Noch immer massierte er seine Spitze fest.
War es normal, dass er solch ein Stehvermögen besaß?
Sie schluckte.
Oh wei, was war, wenn er durch das Telefonklingeln aufgeschreckt wurde und sie hier bereits stehen sah? Wenn es ihm nun nicht recht war, dass sie ihn beobachtete, dann würde ihr gesamtes Verhältnis gestört werden!
Sie sah sich um. Nur wo sollte sie sich verstecken?
Auf die einfachste Lösung, dass sie schlicht das Licht ausschalten könnte, kam sie gar nicht erst. Stattdessen sprang sie aus dem Sichtfeld des Fensters und hockte sich dort auf den Boden. Kurz schielte sie ein letztes Mal durch das Glas, dann drückte sie schnell den Wahlknopf.
Was wohl passieren würde?
Neugierig, aber vorsichtig, spähte sie an ihren Vorhängen vorbei und hielt sich den Hörer an das Ohr.
Ein Tuten ertönte und keine Sekunde später lehnte sich Christoper ein Stück vor und wandte den Kopf vom Fenster ab, als würde er neben sich auf den Boden sehen. Seine freie Hand, die auf seinem Knie gelegen hatte, fuhr zu der Stelle, auf die er sah.
Gleich würde er abnehmen! Gleich würde er...
Eine blonde, nackte... wahnsinnig schlanke Frau ließ sich katzenhaft in ihr Sichtfeld vor das Fenster gleiten und drängte ihn wieder zurück, während ihr Mund über seinen Oberkörper hinab fuhr.

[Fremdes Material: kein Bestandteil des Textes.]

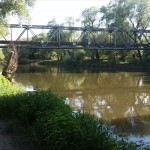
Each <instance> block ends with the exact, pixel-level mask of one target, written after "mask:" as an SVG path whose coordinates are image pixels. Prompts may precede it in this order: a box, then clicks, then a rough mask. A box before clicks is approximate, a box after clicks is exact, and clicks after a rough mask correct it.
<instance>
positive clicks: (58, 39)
mask: <svg viewBox="0 0 150 150" xmlns="http://www.w3.org/2000/svg"><path fill="white" fill-rule="evenodd" d="M58 45H59V47H60V28H58Z"/></svg>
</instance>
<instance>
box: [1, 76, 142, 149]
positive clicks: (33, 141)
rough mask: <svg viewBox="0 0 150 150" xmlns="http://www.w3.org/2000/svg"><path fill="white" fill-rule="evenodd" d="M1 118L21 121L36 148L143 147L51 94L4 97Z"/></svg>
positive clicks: (35, 148)
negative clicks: (117, 137) (111, 129)
mask: <svg viewBox="0 0 150 150" xmlns="http://www.w3.org/2000/svg"><path fill="white" fill-rule="evenodd" d="M1 79H3V77H1ZM3 80H5V79H3ZM6 82H7V81H6ZM9 86H11V85H9ZM0 118H5V119H6V118H7V119H9V120H12V119H13V120H14V119H15V120H17V122H18V123H19V124H20V125H21V127H22V128H23V129H24V131H26V133H27V136H28V138H30V141H31V142H32V144H33V145H34V148H35V149H44V150H50V149H74V150H76V149H81V150H83V149H86V150H88V149H89V150H90V149H93V150H105V149H110V150H114V149H116V150H119V149H120V148H121V149H125V150H128V149H131V150H135V149H140V148H141V147H140V146H137V145H136V143H133V142H129V141H128V140H126V139H123V138H121V140H119V138H118V139H116V137H114V136H113V135H112V134H110V129H109V127H108V126H106V125H105V123H104V122H103V121H102V120H100V119H97V118H96V117H94V116H92V115H89V114H87V113H83V114H82V113H80V112H78V113H73V112H72V110H71V108H70V107H69V105H66V104H65V101H64V99H63V98H60V97H58V96H56V95H54V94H53V93H52V92H51V91H36V92H28V93H26V92H25V93H20V92H18V93H15V94H14V92H13V93H10V94H9V95H7V96H6V95H3V96H2V94H1V100H0ZM116 140H117V141H116ZM141 146H142V145H141Z"/></svg>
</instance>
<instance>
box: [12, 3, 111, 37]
mask: <svg viewBox="0 0 150 150" xmlns="http://www.w3.org/2000/svg"><path fill="white" fill-rule="evenodd" d="M108 2H109V0H37V1H36V3H35V5H34V7H33V8H31V10H30V16H31V23H30V24H31V25H47V24H48V22H49V21H51V20H52V19H53V18H55V19H56V21H57V23H58V24H62V23H64V22H65V19H66V18H67V17H74V19H75V20H76V19H79V18H80V17H81V13H82V11H84V10H85V9H86V8H90V7H93V6H95V7H98V8H100V7H101V6H102V5H106V4H108ZM9 23H10V24H18V19H17V18H12V17H11V19H10V22H9ZM22 24H27V23H26V22H22ZM28 24H29V23H28ZM75 26H81V25H80V24H77V25H75ZM22 30H23V29H13V39H14V40H15V39H17V37H18V36H19V35H20V33H21V32H22ZM39 32H41V31H35V33H36V34H37V33H39ZM25 34H26V33H25ZM24 36H25V37H26V35H23V36H22V37H24ZM29 36H30V35H29ZM9 38H10V37H9Z"/></svg>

Erschrocken legte Elli auf. Ehe Christopher die Gelegenheit bekam zu ihrem Fenster hinüber zu sehen und sie doch noch zwischen den Stoffbahnen zu entdecken, zog sie den Kopf wieder ein und starrte schockiert in den leeren Raum vor sich.

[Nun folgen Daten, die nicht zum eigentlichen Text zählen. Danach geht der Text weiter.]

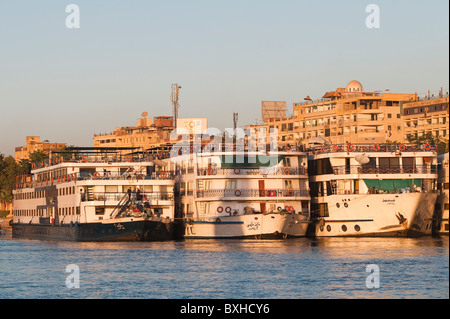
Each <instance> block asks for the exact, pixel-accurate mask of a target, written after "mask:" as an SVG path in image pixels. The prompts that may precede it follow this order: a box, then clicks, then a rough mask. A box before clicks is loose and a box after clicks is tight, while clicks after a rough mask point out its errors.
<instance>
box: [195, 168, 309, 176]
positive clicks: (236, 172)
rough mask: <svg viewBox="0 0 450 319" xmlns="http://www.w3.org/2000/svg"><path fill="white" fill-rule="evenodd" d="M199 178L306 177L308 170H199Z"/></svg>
mask: <svg viewBox="0 0 450 319" xmlns="http://www.w3.org/2000/svg"><path fill="white" fill-rule="evenodd" d="M197 174H198V175H199V176H214V175H225V176H227V177H230V176H253V175H268V176H274V175H276V176H282V175H293V176H298V175H303V176H306V175H308V170H307V169H306V168H305V167H256V168H247V167H245V168H240V167H235V168H216V167H210V168H200V169H198V171H197Z"/></svg>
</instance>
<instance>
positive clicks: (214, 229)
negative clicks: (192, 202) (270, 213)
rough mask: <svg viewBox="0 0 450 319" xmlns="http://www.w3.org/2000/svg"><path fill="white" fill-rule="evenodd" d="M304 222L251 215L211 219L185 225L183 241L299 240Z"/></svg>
mask: <svg viewBox="0 0 450 319" xmlns="http://www.w3.org/2000/svg"><path fill="white" fill-rule="evenodd" d="M307 225H308V222H307V221H306V218H304V217H303V216H301V215H294V214H267V215H265V214H251V215H239V216H224V217H215V218H214V217H211V218H206V219H205V220H201V221H190V222H187V223H186V224H185V231H184V238H258V239H260V238H261V239H277V238H286V237H303V236H305V235H306V230H307Z"/></svg>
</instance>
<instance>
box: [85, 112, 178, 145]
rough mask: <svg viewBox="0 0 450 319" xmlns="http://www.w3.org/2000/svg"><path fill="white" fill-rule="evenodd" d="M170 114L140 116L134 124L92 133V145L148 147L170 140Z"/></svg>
mask: <svg viewBox="0 0 450 319" xmlns="http://www.w3.org/2000/svg"><path fill="white" fill-rule="evenodd" d="M173 124H174V123H173V117H172V116H157V117H154V118H153V122H152V119H151V118H140V119H138V120H137V124H136V125H135V126H126V127H116V128H115V129H114V131H113V132H111V133H106V134H95V135H94V147H137V148H142V149H148V148H151V147H155V146H159V145H162V144H165V143H167V142H169V141H170V134H171V132H172V130H173V129H174V126H173Z"/></svg>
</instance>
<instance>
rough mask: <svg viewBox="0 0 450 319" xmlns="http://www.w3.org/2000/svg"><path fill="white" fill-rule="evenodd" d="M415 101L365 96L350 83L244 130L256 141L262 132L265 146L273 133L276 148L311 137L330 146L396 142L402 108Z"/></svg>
mask: <svg viewBox="0 0 450 319" xmlns="http://www.w3.org/2000/svg"><path fill="white" fill-rule="evenodd" d="M417 100H418V97H417V94H403V93H391V92H390V91H375V92H366V91H364V90H363V86H362V85H361V83H360V82H358V81H351V82H349V83H348V84H347V86H346V87H345V88H338V89H336V90H334V91H331V92H326V93H325V94H324V95H323V96H322V98H321V99H318V100H312V99H311V98H310V97H309V96H308V97H306V98H305V99H304V101H303V102H299V103H294V105H293V116H292V117H289V118H271V119H269V120H268V121H267V122H266V123H264V124H261V125H251V126H247V127H246V128H247V129H253V130H255V131H259V134H258V138H259V139H261V138H263V137H264V132H266V142H267V143H270V140H269V136H270V131H271V130H277V131H278V146H279V147H283V146H286V145H294V144H296V143H301V142H302V141H303V143H304V142H305V140H306V141H307V140H309V139H311V138H313V137H322V138H324V139H326V140H328V141H329V142H330V143H332V144H341V143H346V142H349V143H354V144H356V143H382V142H386V141H387V140H390V141H399V142H400V141H403V140H404V136H405V135H404V131H403V122H402V109H403V106H404V104H405V103H410V102H415V101H417Z"/></svg>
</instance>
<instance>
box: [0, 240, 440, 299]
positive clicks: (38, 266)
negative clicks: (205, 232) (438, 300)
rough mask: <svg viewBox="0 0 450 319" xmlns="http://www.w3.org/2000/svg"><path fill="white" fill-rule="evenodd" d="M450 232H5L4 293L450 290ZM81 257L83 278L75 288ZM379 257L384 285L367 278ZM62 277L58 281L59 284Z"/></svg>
mask: <svg viewBox="0 0 450 319" xmlns="http://www.w3.org/2000/svg"><path fill="white" fill-rule="evenodd" d="M448 251H449V240H448V237H444V238H419V239H409V238H319V239H309V238H299V239H287V240H253V239H248V240H234V239H233V240H184V241H168V242H136V243H73V242H56V241H53V242H52V241H37V240H15V239H11V238H6V237H2V238H0V267H2V269H8V270H9V271H8V273H3V274H1V273H0V297H2V298H22V297H30V298H35V297H36V296H41V297H44V298H61V297H62V298H274V299H278V298H448V278H449V271H448V268H449V266H448V264H449V262H448ZM72 263H74V264H77V265H78V266H79V267H80V273H81V288H80V289H79V290H77V291H73V290H72V291H69V290H67V289H66V288H65V285H64V280H65V276H66V275H67V274H66V273H65V267H66V266H67V265H68V264H72ZM370 264H375V265H377V266H379V269H380V274H381V287H380V289H376V290H370V289H368V288H367V287H366V284H365V283H366V277H367V275H368V273H367V272H366V267H367V265H370ZM55 287H56V288H55Z"/></svg>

Christopher hatte eine Frau bei sich.
Eine ausgesprochen hübsche Frau...
Und verdammt, war sie dünn gewesen...
Elli ließ das Telefon sinken und sah auf seine Nummer, die zusammen mit seinen Daten im Adressbuch aufgeführt wurde.
Konnte sie sich doch geirrt haben, was sie und ihn anging?